Belajar yang merupakan bagian integral dalam proses belajar mengajar dalam Islam. Ajaran Islam mempunyai perhatian yang sangat besar terhadap belajar. Nabi Muhammad saw sebagai pendidik agung dari lahir sampai meninggal, dan menjadikan belajar itu sebagai kewajiban utama bagi setiap muslim, dan bahkan ayat pertama turun kepada rasulullah adalah suatu perintah untuk membaca. 

Dalam pendidikan agama Islam baik proses maupun hasil belajar selalu interen dengan keislaman, keislaman melandasi aktivitas belajar, menafasi perubahan yang terjadi serta menjiwai aktivitas berikutnya.
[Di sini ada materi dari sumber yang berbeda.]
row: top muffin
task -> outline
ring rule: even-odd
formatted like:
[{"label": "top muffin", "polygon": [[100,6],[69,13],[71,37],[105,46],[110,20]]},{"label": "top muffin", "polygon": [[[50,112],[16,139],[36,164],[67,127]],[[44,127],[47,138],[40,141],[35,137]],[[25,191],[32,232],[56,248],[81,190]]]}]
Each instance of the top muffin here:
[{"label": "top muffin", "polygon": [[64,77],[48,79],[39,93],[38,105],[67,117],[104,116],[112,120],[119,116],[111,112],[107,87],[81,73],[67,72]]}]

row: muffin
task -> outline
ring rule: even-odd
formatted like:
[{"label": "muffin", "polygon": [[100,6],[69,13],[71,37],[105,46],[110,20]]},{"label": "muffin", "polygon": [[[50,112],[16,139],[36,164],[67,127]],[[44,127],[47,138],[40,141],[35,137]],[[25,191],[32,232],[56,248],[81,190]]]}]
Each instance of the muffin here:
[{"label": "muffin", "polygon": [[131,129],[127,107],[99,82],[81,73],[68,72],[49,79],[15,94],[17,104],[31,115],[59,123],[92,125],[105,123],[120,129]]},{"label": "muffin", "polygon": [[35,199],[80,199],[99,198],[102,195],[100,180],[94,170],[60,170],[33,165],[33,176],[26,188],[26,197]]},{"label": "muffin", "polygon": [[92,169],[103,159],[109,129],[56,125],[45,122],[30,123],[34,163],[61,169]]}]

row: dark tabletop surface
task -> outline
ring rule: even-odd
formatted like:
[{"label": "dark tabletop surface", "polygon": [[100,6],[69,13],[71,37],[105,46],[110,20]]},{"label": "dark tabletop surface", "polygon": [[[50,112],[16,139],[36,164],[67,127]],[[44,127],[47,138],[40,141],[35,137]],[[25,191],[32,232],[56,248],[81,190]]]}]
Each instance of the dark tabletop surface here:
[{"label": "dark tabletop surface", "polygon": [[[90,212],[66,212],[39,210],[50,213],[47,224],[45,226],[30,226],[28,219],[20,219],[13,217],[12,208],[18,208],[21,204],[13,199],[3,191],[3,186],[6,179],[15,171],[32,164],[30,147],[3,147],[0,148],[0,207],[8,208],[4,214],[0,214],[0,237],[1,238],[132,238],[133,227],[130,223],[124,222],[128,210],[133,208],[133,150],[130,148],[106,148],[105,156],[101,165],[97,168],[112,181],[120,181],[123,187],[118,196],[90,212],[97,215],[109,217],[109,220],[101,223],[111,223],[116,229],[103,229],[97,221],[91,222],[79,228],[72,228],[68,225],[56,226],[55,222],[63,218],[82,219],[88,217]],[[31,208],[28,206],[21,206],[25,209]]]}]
Keseluruhan proses belajar berpegangan pada prinsip-prinsip Al-Qur’an dan sunah serta terbuka untuk unsur-unsur luar secara adaptif yang ditilik dari persepsi keislaman. 

Sedangkan pengajaran adalah kegiatan yang dilakukan secara sadar untuk menghasilkan perubahan, baik tingkah laku, pengetahuan, ataupun pengeahuan ketrampilan yang positif. Dalam dunia pendidikan dan pengajaran, dimana pengajaran lebih menitikberatkan pada proses transformasi pengetahuan, sementara pendidikan lebih umum dari pengajaran karena di dalamnya tercakup nilai dan sikap.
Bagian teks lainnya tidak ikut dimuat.